As Sialelli sees it, the resurgence of interest in the 2000s is simply a natural swinging of the pendulum as a new generation moves up the ranks to become creative directors of some of the biggest fashion houses, revisiting their own youth in the process. “The revival of the 2000s is alive through talents that are from the same generation as me,” he says. “To me personally, that era of MTV culture was very important. As a teenager, that outlet was my access to culture. It was the way I discovered fashion, through musicians and actors.”
It’s hard to disagree: whether it’s Nicolas Ghesquière or Raf Simons revisiting the music and style of their teenage years in the 80s, or the edgier corners of 90s style that recur through the work of designers such as Demna Gvasalia and Glenn Martens, it’s only natural that a new guard of millennial designers should be working with the nostalgic touchstones of their own misspent youths. “We’re in a time where there’s shame associated with opulence and being over the top, so it feels almost radical in a way,” Sialelli adds.
Of course, this resurgence of interest in the 00s goes further than fashion. The fabulously tacky aesthetic revisited by designers has coincided with a broader cultural re-evaluation of the icons that populated the decade, and the thinly veiled misogyny of the tabloid press of that time. From the recent New York Times documentary on Britney Spears, which exposed the ruthlessness of the paparazzi and its impact on her mental health, or the reassessment of the cruel public response to Janet Jackson’s Super Bowl wardrobe malfunction, it’s clear the lack of empathy afforded to the women whose style defined the decade can sometimes be lost through fashion’s narrower lens.
Yet while the less savoury aspects of 00s pop culture deserve to be left in the past, there’s a way in which the decade’s style makes a strange kind of sense for now. After a year of sweatpants and sneakers, who wouldn’t want to get dressed up in the spirit of the noughties’ blindingly glitzy, so-bad-it’s-good glamour?

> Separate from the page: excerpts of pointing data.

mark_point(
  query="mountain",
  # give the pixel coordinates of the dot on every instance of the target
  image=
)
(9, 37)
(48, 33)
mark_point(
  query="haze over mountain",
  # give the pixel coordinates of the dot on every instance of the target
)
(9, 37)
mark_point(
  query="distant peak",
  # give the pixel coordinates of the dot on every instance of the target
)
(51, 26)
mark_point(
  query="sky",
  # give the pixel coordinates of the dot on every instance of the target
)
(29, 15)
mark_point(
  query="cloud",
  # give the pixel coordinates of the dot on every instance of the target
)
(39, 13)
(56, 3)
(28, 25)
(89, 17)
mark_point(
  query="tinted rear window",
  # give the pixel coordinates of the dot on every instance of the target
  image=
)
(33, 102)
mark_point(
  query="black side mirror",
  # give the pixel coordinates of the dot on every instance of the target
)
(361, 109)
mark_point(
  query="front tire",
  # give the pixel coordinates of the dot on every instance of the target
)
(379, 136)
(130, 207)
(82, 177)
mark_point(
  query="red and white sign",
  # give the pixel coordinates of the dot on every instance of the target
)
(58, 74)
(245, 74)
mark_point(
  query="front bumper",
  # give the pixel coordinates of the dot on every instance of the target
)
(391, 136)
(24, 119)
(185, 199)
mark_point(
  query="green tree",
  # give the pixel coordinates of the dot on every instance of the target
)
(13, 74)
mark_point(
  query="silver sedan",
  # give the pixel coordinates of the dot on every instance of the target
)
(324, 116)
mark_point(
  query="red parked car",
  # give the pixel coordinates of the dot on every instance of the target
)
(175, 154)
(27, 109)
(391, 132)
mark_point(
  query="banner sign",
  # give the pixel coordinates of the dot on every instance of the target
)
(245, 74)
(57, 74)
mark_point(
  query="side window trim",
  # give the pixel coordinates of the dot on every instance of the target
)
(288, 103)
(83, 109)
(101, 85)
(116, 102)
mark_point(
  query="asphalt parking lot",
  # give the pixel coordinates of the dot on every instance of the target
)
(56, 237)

When lockdown lifts and you’re getting dressed for your first night out, could there be a more appropriate outfit than a pair of vertiginous strappy heels and a shimmering mini dress?
Perhaps the reason the decade has made such a full-throated return lies in the simple fact that by the time these collections hit the stores towards the end of the winter, we’ll all be seeking some fun from our fashion. Where the
Roaring Twenties had flappers dripping with beads and feathers, there’s every chance we’ll be wearing glittering sequinned crop tops, stick-on diamanté tattoos and jeans slung dangerously low across our hips. So see you on the other side, living our very best Y2K fantasy on the dance floor. After the past year, we’ve earned it.